What to Read This Week
1. Oklahoma Governor Calls For Sheriff’s Resignation
“I’ve got an excavator.”
That’s what McCurtain County Sheriff Kevin Clardy is accused of saying in a conversation on the topic of killing a local reporter, Chris Willingham, who had recently filed a defamation complaint against the sheriff’s department.
The McCurtain Gazette News first reported the bombshell story, which involves a discussion between the sheriff, a sheriff’s department investigator, a county commissioner, and a county jail administrator who were caught on tape [audio file] following a meeting of the McCurtain County Commission.
Here’s how the conversation transpired:
Alicia Manning, a sheriff’s department investigator, is accused of suggesting that she was worried that she couldn’t control herself if she ran into Willingham, the reporter who filed the defamation complaint.
Next, the county commissioner, Mark Jennings, allegedly said that his elderly father’s way of dealing with the issue would be to “go down there and just kill him.”
That led Mr. Jennings, the commissioner, to allegedly offer: “I know where two big, deep holes are here if you ever need them.”
That’s when the Sheriff is accused of making the excavator comment.
The Oklahoman also describes how the conversation turned to a “lamenting that modern justice no longer includes hanging black people.” We’ll spare you the full back and forth, but here’s the alleged line in the conversation that really captures the tone:
Commissioner: “I’m gonna tell you something. If it was back in the day, when [former Sheriff] Alan Marston would take a damn black guy and whoop their ass and throw him in the cell? I’d run for fucking sheriff.”
Sheriff: “Yeah. Well, It’s not like that anymore.”
Commissioner: “I know. Take them down to Mud Creek and hang them up with a damn rope. But you can’t do that anymore. They got more rights than we got.”
Oklahoma Governor Kevin Stitt released a statement calling for the sheriff’s resignation:
“There is simply no place for such hateful rhetoric in the state of Oklahoma, especially by those that serve to represent the community through their respective office. I will not stand idly by while this takes place … In light of these events, I am calling for the immediate resignation of McCurtain County Sheriff Kevin Clardy…”
2. “An indefensible level of incompetence…”

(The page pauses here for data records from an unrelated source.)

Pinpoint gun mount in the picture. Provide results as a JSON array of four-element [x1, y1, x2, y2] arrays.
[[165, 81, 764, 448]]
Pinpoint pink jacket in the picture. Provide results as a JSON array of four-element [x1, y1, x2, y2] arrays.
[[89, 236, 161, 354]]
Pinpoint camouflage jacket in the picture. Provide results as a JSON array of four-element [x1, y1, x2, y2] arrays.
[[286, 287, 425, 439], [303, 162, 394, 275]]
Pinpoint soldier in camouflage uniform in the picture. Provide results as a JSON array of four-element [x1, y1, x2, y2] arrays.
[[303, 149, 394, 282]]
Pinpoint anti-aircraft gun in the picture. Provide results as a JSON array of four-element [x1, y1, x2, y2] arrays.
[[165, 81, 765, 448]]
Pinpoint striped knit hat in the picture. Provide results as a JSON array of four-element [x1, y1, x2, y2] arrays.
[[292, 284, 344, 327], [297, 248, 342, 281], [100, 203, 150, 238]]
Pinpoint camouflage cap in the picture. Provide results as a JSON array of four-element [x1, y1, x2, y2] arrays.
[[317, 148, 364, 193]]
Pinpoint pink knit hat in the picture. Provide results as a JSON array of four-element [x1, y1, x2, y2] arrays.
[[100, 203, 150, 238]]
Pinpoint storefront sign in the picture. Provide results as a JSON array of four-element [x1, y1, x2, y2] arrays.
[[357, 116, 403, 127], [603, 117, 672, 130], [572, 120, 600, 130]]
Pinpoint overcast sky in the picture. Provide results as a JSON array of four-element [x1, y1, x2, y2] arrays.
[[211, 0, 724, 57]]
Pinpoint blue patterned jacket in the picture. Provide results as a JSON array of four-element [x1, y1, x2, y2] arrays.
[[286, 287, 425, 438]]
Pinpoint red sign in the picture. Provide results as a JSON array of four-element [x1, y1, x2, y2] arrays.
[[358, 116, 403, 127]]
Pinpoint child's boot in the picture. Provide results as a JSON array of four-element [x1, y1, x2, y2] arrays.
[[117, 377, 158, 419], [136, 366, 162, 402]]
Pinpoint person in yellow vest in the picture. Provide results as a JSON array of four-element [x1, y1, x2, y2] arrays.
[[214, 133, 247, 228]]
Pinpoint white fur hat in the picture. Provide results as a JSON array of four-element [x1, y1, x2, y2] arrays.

Helen Ubiñas, a columnist for the Philadelphia Inquirer, wrote this week about a single case that captures some of the why behind the Philadelphia Police Department’s failure to solve 53% of the city’s murders:
“I thought I'd heard it all from families of homicide victims frustrated with the Police Department's sometimes indifferent responses to their loved ones’ deaths. And then I got a call from Monique Irvis, who shared some of the unfortunately commonplace grievances of being disrespected and ghosted by homicide detectives—but with one stunning difference. Her son's case file—which contained interviews, leads on suspects, and anything else that might help police solve the case—had apparently gone missing
...
From the start of the investigation into her son's murder, Irvis has pushed for answers and accountability. She demanded a new detective when she felt the first one assigned to the case was brushing off leads she thought could help solve her son’s murder. The next detective was better, she said, but then he retired. A few more followed after that, but 16 years later, the case remained unsolved …”
And now the police appear to have lost the case file—a fact that a friend of the victim’s mother described as, “like watching her lose her son twice.”
3. Even Worse Than Philly: The Baltimore Police Department Solves Fewer Than One-In-Four Murders.
If you pick up a gun, pull the trigger, and take a life in Baltimore, you are far more likely to get away with it than to be identified and arrested.
According to records obtained by Protect and Serve, the Baltimore Police Department cleared just 24.9% of homicides over a period of two years—from 1/1/2021 through 4/17/2023.
And the BPD’s solve rate for non-fatal shootings is even lower if such a thing could be imagined, sitting at just 17% over the same time period. Experts say that a police department’s inability to solve serious crimes like murder fosters a lack of accountability in the culture, which in turn fosters gun violence.
Nowhere is a better example of that phenomenon than Baltimore, a city plagued by gun violence, including a quadruple-shooting that just occurred this morning on a public street at 11:45 A.M. on a Monday. As one local resident told CBS news, the ultimate result is that Baltimore “used to be Charm City, [but] this is Harm City now.”
For whatever it’s worth—and in 83% of non-fatal shootings it’s not much—BPD Commissioner Michael Harrison told the Baltimore Sun that “detectives are looking for evidence, cameras and witnesses. Detectives are trying to determine what led to the gunfire and whether any security camera video can help in the investigation.”